Everest Forms Pro CVE-2026-3300 exploited since April 13 to plant rogue admins

Wordfence has reported a sustained, opportunistic mass-exploitation campaign against CVE-2026-3300, an unauthenticated PHP code-execution flaw in the commercial Everest Forms Pro WordPress plugin. The bug carries a CVSS score of 9.8. Wordfence published the full advisory and exploit telemetry on June 5, and the GitHub Advisory Database entry mirrors the same range.

What's affected

All versions of Everest Forms Pro ≤ 1.9.12 are vulnerable. Vendor WPEverest shipped the fix in 1.9.13 on March 18, 2026, and Wordfence coordinated disclosure on March 30. The free everest-forms plugin on WordPress.org is not the affected SKU — the bug lives in the Pro-only Calculation Addon.

The vulnerable surface is the Complex Calculation feature inside that addon. The process_filter() function accepts values submitted through form fields, concatenates them into a PHP expression string, and hands the string to eval(). User input passes through sanitize_text_field(), which strips tags but does not escape single quotes — enough to close the wrapping string literal and inject arbitrary PHP.

Exploitation status

Wordfence telemetry, reproduced from the June 5 writeup:

• April 13, 2026. First in-the-wild exploitation observed, two weeks after public disclosure.
• May 16, 2026. Single 24-hour peak of 17,900+ blocked attempts.
• June 5, 2026. Running total of 29,300+ blocked attempts across the Wordfence install base.

The dominant payload submits a calculation field whose value closes the wrapping quote, calls wp_insert_user() to create a WordPress administrator named diksimarina with the email diksimarina@gmail.com, and comments out the trailing template fragment so the eval succeeds cleanly. Once the rogue admin exists, the second-stage payload uploads a PHP web shell via the standard plugin/theme editor or the media library.

The campaign has no public attribution. No threat-intel vendor has tied the diksimarina infrastructure to a named cluster at the time of writing.

Affected-site fingerprint

If you maintain a fleet and want to scope exposure, the readme banner shipped by the Pro addon is a stable string. A baseline Shodan-style query for unpatched fleets:

http.html:"Everest Forms" http.html:"Calculation Addon"

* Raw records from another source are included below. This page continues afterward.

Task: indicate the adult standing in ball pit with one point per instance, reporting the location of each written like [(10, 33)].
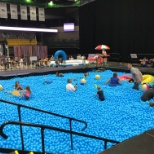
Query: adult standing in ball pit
[(100, 93), (136, 74), (70, 86), (26, 93), (104, 54), (17, 86), (148, 94), (113, 81)]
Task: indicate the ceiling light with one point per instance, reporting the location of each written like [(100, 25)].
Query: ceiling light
[(29, 29)]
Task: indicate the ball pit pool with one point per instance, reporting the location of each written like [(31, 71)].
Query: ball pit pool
[(121, 116)]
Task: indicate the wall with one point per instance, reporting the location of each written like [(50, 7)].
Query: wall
[(125, 25)]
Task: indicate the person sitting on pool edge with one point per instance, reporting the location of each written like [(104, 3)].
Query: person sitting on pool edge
[(70, 86), (148, 94), (58, 74), (136, 74), (17, 86), (26, 93), (113, 81), (100, 93), (86, 74)]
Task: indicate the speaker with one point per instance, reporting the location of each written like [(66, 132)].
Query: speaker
[(39, 38)]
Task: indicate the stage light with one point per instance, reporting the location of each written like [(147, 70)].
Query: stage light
[(50, 3), (29, 29)]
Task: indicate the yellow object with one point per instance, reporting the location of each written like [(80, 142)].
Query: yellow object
[(97, 77), (1, 87), (147, 79), (16, 93), (16, 152)]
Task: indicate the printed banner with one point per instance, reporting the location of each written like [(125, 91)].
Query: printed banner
[(32, 13), (23, 12), (13, 11), (3, 10), (41, 14)]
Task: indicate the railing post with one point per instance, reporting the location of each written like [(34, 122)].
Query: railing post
[(22, 140), (42, 138), (71, 138)]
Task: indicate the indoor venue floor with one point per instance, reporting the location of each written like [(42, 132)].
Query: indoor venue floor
[(115, 66)]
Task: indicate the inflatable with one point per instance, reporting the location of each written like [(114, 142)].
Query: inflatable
[(83, 81), (125, 77), (60, 53), (75, 62), (16, 93), (147, 79)]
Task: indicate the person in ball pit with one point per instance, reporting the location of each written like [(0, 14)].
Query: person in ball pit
[(113, 81), (100, 93)]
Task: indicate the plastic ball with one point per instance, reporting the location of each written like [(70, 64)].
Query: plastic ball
[(1, 87), (82, 81), (145, 87), (97, 77)]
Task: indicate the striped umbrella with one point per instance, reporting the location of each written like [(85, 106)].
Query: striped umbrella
[(101, 47)]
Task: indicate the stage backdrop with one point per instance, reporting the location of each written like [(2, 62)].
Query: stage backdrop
[(127, 26)]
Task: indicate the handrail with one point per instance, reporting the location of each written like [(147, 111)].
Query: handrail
[(51, 113), (43, 127)]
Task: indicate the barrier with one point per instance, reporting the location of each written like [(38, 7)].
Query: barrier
[(60, 53)]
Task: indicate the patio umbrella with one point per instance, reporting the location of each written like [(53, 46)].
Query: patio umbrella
[(101, 47)]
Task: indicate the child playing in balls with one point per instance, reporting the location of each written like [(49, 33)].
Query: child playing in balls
[(26, 93), (100, 93), (86, 74), (113, 81)]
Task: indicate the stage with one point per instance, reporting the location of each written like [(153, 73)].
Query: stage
[(115, 66)]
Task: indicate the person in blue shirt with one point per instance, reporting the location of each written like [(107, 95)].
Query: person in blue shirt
[(113, 81), (100, 93)]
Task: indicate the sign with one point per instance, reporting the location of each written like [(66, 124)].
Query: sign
[(23, 12), (3, 10), (32, 13), (41, 14), (13, 11)]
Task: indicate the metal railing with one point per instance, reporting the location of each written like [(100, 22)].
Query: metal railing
[(43, 127), (50, 113)]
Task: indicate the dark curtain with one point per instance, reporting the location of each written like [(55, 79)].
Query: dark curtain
[(87, 28), (127, 26)]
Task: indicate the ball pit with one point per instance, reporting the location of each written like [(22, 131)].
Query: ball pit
[(119, 117), (83, 81)]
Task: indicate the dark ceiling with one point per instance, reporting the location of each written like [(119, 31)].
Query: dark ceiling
[(45, 3)]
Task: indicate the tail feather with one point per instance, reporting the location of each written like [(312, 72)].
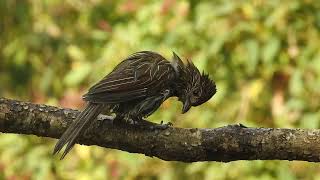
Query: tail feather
[(85, 119)]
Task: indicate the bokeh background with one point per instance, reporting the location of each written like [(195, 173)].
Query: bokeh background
[(263, 55)]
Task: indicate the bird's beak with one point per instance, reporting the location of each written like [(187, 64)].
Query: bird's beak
[(186, 106)]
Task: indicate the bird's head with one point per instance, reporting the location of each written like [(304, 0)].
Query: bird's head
[(195, 88)]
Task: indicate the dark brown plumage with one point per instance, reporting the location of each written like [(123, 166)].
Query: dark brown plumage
[(136, 88)]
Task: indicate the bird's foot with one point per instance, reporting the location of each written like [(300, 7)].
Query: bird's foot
[(161, 126)]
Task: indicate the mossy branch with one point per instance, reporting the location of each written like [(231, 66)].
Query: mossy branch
[(224, 144)]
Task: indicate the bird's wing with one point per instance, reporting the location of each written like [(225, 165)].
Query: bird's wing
[(131, 79)]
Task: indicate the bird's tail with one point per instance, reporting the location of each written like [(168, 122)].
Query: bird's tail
[(84, 119)]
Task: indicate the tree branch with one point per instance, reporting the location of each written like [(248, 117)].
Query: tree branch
[(225, 144)]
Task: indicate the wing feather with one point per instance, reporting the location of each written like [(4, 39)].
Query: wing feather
[(131, 79)]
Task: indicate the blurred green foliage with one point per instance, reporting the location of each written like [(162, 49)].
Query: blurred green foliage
[(263, 55)]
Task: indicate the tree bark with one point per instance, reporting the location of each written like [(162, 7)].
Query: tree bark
[(229, 143)]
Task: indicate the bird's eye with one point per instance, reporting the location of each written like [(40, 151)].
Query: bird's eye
[(196, 93)]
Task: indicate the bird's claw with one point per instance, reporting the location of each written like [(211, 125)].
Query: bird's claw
[(161, 126)]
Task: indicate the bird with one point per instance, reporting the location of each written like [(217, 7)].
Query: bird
[(136, 88)]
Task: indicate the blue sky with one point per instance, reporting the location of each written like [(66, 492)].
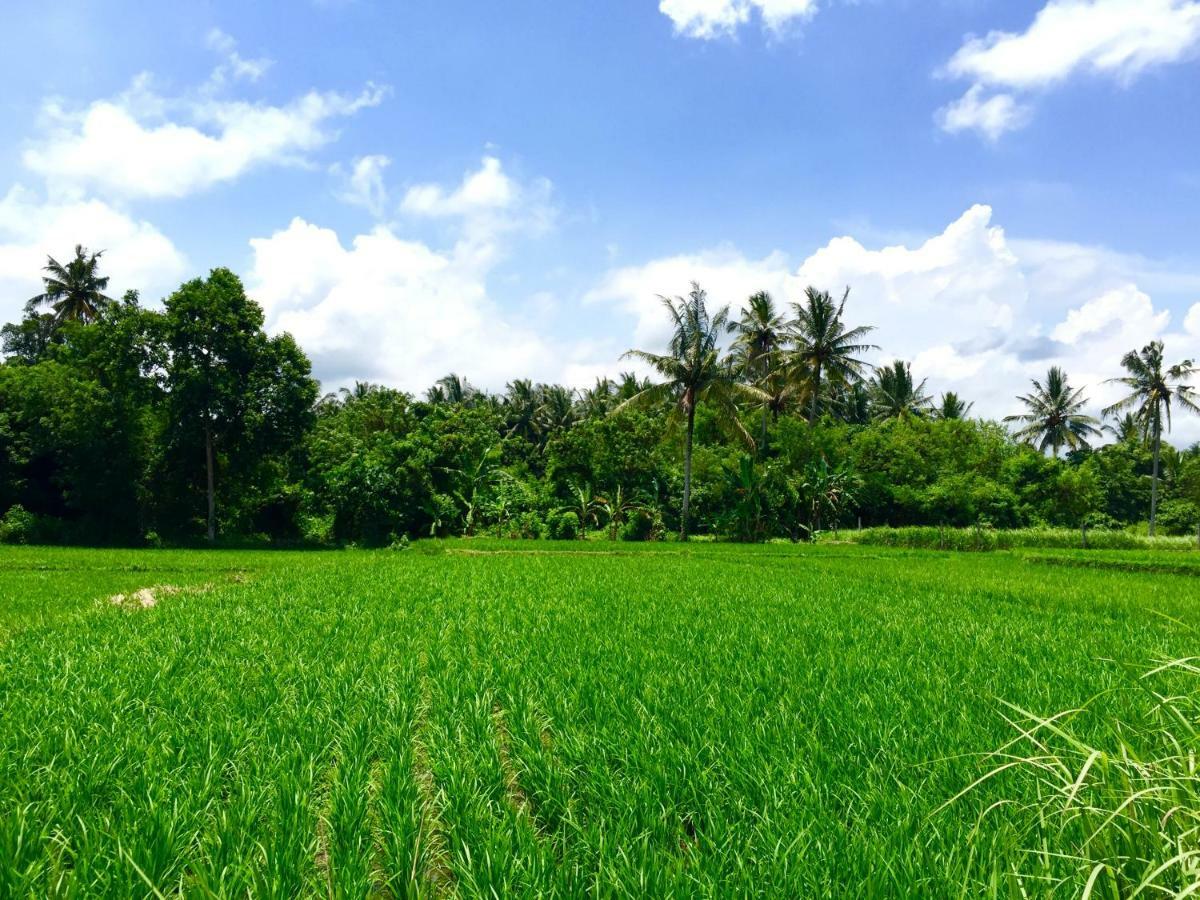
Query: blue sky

Run the same query in Censys or against your own asset inventory. Cross-reference hits against your plugin license records — the Pro SKU ships only via the WPEverest portal, so you should be able to enumerate licensed installs from the vendor side.

Action checklist

1. Update to Everest Forms Pro 1.9.13 today. The patch is staged in the WPEverest customer portal. If you cannot update within the day, disable the Calculation Addon in Plugins → Installed Plugins → Everest Forms → Add-ons — the rest of the form builder keeps working.
2. Hunt for the rogue admin. Run wp user list --role=administrator --field=user_login,user_email (or browse Users → All Users). Any account named diksimarina, registered to diksimarina@gmail.com, or created without a matching internal ticket is compromise-grade evidence. Delete the account, then keep its row in an offline copy for forensics.
3. Sweep for web shells. Look for .php files in wp-content/uploads/, recently-modified files under wp-content/themes/ and wp-content/plugins/, and unfamiliar entries in mu-plugins/. The Wordfence scanner flags the common variants.
4. Rotate everything reachable from WordPress. Database password, SMTP credentials, WP-API and JWT keys, any OAuth client secrets stored in plugin options. Assume wp_options was readable.
5. Treat the site as breached if exploitation predates the patch. The exposure window is April 13 to whenever you applied 1.9.13 — not "since the post was published." Anything written or downloaded from the site in that window should be considered tampered until verified.

Context

This is the second time a commercial WordPress form-builder plugin has produced a mass-exploited unauthenticated RCE via unsafe eval-on-form-input in a quarter, after the long tail of the Bricks Builder and WPForms Pro patterns earlier in the year. The shared root cause is identical: a "spreadsheet-like" calculation feature that compiles user input into a PHP expression and runs it. Until WordPress vendors abandon eval() for arithmetic — a math-only AST evaluator would have killed CVE-2026-3300 at the design stage — expect a steady stream of CVSS-9.8 disclosures against this same class of feature.

If you maintain a managed-WordPress fleet, this is a near-twin of the Drupal CVE-2026-9082 PostgreSQL SQLi shape from last month: a CMS-core or near-core extension exposes an unauthenticated injection sink, mass exploitation lights up within two weeks of disclosure, and the lag between vendor patch and customer apply is what's actually getting sites taken over. The patch dropped on March 18; sites still vulnerable in mid-June are sitting on an eight-week apply gap.